Entre fantasmes et réalités, le business du maillot de football

Les clubs mentent souvent et exagèrent toujours lorsqu’ils prétendent financer un transfert par la seule vente de maillots. Derrière l’esbroufe marketing existe cependant un vrai marché à la très forte valeur symbolique

Le mois de janvier est en football la période du mercato d’hiver (du 16 janvier au 15 février en Suisse). Cette période de transferts, session de rattrapage pour ceux qui ont raté leur marché estival, succède aux Fêtes de fin d’année et aux Rois Mages et trimballe comme eux son lot de traditions, de mythes et de légendes. Dans ce folklore à crampons, il y a celui qui «n’en fait pas une affaire d’argent» juste avant de signer en Chine, celui «qui se sent très bien» mais qui, bon, «s’il y a une offre, faut voir…» Et puis, il y a le must, le top du top de la légende urbaine footballistique: le président tout fier qui présente sa nouvelle recrue en affirmant que «le transfert sera rentabilisé par la seule vente de maillots!»

Les exemples pullulent: le Real Madrid aurait vendu 345 000 maillots du Colombien James Rodriguez dans les 48 heures suivant son transfert en juillet 2014, l’OGC Nice a écoulé 1000 tenues floquées «Balotelli» deux heures après l’annonce de la signature de l’attaquant italien cet été et Manchester United un million de maillots de Zlatan Ibrahimovic en une semaine… Les fans sont aux anges, les suiveurs veulent le leur, les sceptiques se disent que quand même, ces grands clubs sont de fantastiques machines à cash et le mythe pénètre profondément les esprits.
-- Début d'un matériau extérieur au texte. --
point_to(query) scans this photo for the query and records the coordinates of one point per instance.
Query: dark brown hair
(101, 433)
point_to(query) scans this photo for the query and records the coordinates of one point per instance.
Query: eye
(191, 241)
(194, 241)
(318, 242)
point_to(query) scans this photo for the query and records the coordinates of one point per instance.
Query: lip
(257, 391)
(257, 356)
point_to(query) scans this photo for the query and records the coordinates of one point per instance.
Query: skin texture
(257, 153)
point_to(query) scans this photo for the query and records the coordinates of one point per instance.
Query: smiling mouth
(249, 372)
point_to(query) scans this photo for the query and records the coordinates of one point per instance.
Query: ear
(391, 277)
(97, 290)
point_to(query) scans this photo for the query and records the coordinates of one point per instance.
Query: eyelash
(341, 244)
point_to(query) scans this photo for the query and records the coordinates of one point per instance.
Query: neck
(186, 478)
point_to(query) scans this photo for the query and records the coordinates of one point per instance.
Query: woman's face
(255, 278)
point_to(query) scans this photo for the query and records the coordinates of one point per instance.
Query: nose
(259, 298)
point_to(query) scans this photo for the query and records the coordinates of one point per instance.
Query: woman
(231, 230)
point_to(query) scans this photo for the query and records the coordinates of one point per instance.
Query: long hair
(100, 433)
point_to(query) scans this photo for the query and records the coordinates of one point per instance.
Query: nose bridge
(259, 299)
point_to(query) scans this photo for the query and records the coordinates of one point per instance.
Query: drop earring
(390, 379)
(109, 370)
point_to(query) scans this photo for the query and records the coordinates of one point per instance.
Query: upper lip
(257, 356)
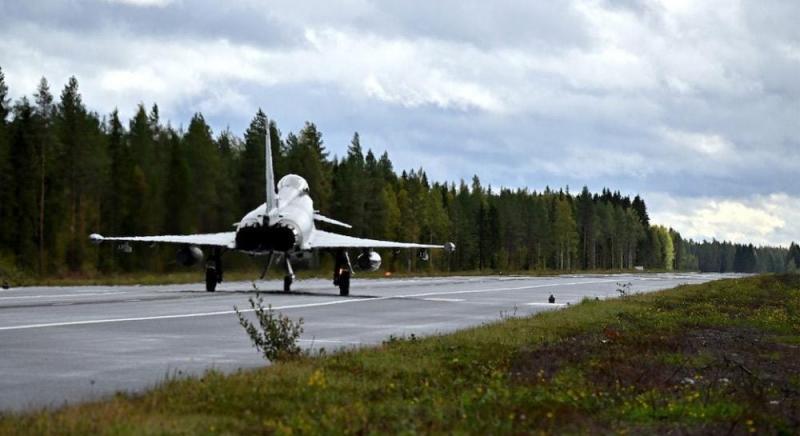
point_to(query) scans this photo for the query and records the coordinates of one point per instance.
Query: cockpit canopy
(293, 181)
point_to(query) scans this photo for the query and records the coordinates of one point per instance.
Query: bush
(277, 337)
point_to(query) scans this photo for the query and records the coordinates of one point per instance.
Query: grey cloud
(597, 93)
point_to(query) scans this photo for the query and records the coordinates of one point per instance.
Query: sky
(694, 105)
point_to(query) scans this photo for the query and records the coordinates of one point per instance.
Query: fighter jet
(281, 227)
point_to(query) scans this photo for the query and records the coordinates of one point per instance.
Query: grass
(719, 358)
(195, 275)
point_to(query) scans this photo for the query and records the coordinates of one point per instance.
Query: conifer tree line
(66, 172)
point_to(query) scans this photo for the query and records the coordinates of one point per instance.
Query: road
(73, 344)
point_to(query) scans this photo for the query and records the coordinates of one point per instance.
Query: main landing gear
(214, 270)
(342, 270)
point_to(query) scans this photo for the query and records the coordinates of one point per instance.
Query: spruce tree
(6, 181)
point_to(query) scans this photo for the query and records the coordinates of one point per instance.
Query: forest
(66, 172)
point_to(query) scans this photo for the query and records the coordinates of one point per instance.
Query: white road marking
(291, 306)
(445, 300)
(85, 294)
(328, 341)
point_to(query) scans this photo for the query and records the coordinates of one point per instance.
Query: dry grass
(716, 358)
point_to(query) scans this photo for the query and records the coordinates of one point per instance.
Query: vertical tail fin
(272, 197)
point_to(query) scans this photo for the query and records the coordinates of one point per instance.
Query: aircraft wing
(224, 239)
(323, 239)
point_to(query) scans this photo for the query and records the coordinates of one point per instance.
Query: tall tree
(203, 160)
(45, 141)
(6, 180)
(22, 147)
(252, 191)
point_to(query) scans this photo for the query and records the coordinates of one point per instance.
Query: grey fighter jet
(281, 227)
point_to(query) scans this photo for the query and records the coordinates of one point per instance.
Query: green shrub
(277, 336)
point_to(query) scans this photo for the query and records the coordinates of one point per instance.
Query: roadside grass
(719, 358)
(195, 275)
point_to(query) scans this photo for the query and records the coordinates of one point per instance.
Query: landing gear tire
(344, 283)
(211, 279)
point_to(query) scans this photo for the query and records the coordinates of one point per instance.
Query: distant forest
(66, 172)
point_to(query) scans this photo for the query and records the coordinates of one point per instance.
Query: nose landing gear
(342, 271)
(214, 270)
(289, 277)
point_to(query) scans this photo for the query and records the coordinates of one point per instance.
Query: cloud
(142, 3)
(763, 219)
(696, 100)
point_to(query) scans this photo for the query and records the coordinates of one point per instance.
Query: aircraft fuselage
(284, 227)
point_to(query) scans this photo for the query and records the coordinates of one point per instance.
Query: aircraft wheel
(344, 283)
(211, 279)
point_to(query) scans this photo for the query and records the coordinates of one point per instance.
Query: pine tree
(6, 181)
(23, 159)
(252, 190)
(45, 141)
(793, 257)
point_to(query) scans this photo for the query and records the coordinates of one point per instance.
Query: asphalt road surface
(73, 344)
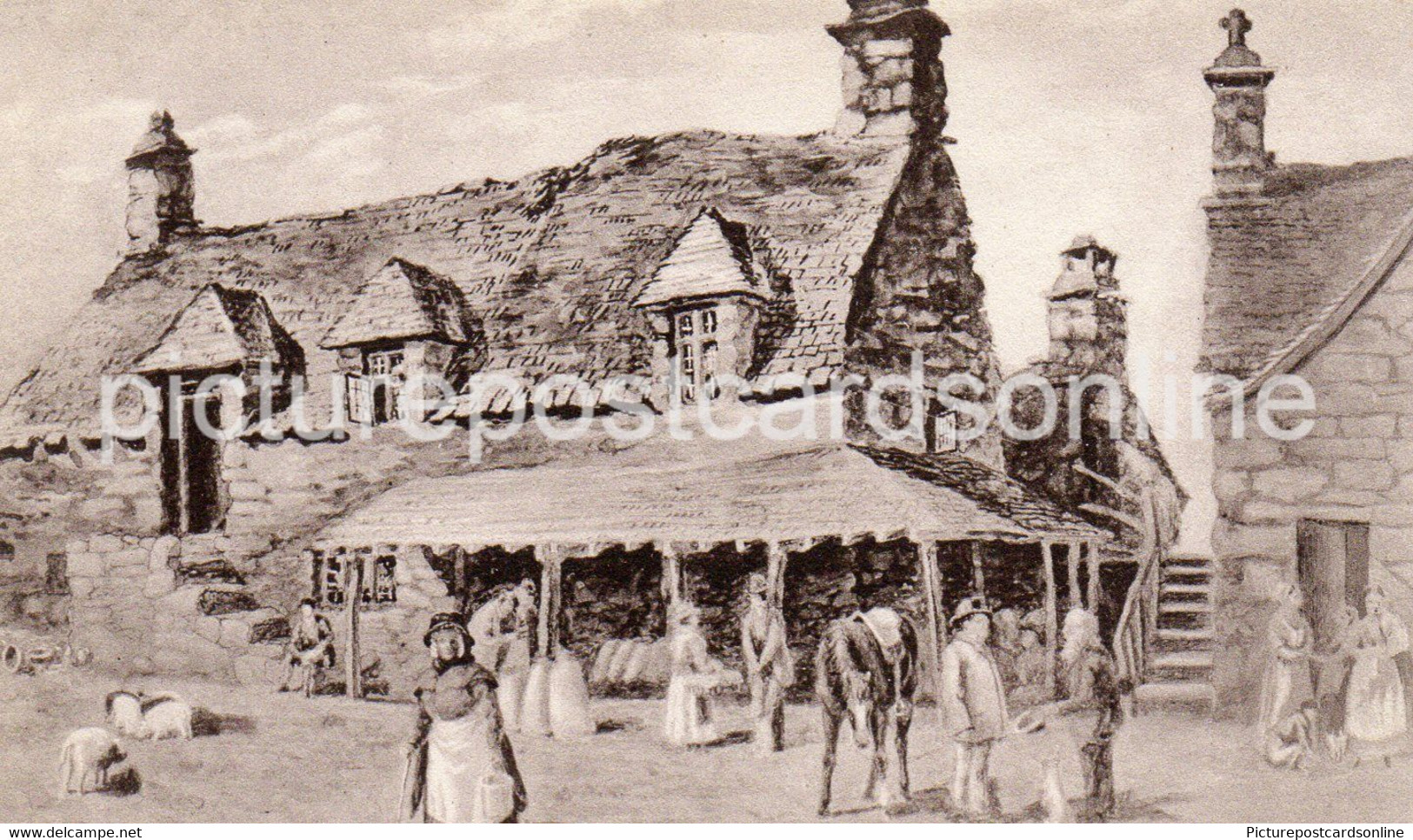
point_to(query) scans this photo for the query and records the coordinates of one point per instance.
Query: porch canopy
(684, 497)
(711, 492)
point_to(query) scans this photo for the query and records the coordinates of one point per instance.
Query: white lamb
(85, 760)
(170, 718)
(124, 713)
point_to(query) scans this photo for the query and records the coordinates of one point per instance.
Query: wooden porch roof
(711, 492)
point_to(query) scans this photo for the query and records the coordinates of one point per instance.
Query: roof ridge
(1337, 313)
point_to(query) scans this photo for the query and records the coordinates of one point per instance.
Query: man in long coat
(769, 670)
(976, 703)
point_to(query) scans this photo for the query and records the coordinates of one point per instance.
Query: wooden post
(1071, 557)
(1047, 555)
(550, 562)
(936, 630)
(352, 601)
(458, 564)
(776, 559)
(671, 578)
(979, 567)
(1092, 555)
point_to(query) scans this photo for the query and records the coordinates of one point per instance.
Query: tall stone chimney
(160, 187)
(1239, 157)
(1089, 324)
(893, 78)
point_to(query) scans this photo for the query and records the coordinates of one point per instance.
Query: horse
(866, 670)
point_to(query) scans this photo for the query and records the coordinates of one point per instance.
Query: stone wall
(1356, 465)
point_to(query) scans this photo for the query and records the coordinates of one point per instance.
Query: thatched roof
(550, 264)
(712, 492)
(403, 302)
(221, 329)
(1289, 264)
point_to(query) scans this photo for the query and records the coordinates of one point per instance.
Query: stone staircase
(1180, 655)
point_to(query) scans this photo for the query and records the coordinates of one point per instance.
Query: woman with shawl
(461, 767)
(1290, 643)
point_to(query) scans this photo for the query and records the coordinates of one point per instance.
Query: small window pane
(710, 370)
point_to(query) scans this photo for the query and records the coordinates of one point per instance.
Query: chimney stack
(1089, 323)
(160, 187)
(1239, 157)
(893, 78)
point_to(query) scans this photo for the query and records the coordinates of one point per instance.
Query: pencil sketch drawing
(693, 481)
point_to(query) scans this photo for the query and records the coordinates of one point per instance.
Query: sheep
(124, 713)
(85, 760)
(170, 718)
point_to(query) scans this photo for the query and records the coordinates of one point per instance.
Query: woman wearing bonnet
(461, 767)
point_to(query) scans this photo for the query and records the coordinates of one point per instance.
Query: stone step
(1173, 639)
(1187, 696)
(1182, 661)
(1184, 571)
(1184, 591)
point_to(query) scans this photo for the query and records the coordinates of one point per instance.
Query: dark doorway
(1334, 571)
(191, 464)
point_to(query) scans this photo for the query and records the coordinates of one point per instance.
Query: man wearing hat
(976, 707)
(459, 763)
(769, 670)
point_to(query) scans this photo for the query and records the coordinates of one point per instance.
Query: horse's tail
(909, 666)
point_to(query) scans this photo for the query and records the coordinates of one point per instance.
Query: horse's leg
(904, 723)
(877, 772)
(831, 743)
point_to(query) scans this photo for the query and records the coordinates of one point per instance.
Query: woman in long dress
(689, 718)
(1375, 704)
(461, 767)
(1290, 645)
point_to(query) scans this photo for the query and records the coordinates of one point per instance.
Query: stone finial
(1239, 157)
(1236, 52)
(1236, 26)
A ceux qui croient au Père Noël, il convient donc de dire la vérité. Premièrement, ces chiffres sont très largement gonflés. Adidas Espagne a rapidement démenti pour James Rodriguez: le Real Madrid ne vend que 1,5 million de maillots par an environ, dont la moitié sur le nom de Cristiano Ronaldo. A Nice, le directeur marketing du club a indiqué en septembre que 60 à 80 maillots de Mario Balotelli se vendaient par jour.

A peine 8% du prix de vente pour le club

Dans le cas de Zlatan Ibrahimovic, «The Sun» avait même écrit que son transfert avait généré 76 millions de livres (89 millions d’euros) et ainsi financé une grosse partie des 120 millions du transfert de Paul Pogba. Anne-Catherine Durroux, directrice du Master en Marketing et Innovation du Sport de l’école CREA Genève, démonte l’argumentation en deux coups de cuillères à pot: «Les chiffres démontrent qu’un achat de joueur a très peu de chance d’être amorti par la vente additionnelle de maillots. Dans la plupart des cas, les clubs passent par des équipementiers pour mettre à disposition des fans les produits de merchandising. Eux-mêmes font appel à des distributeurs, qui se réservent une très belle marge.»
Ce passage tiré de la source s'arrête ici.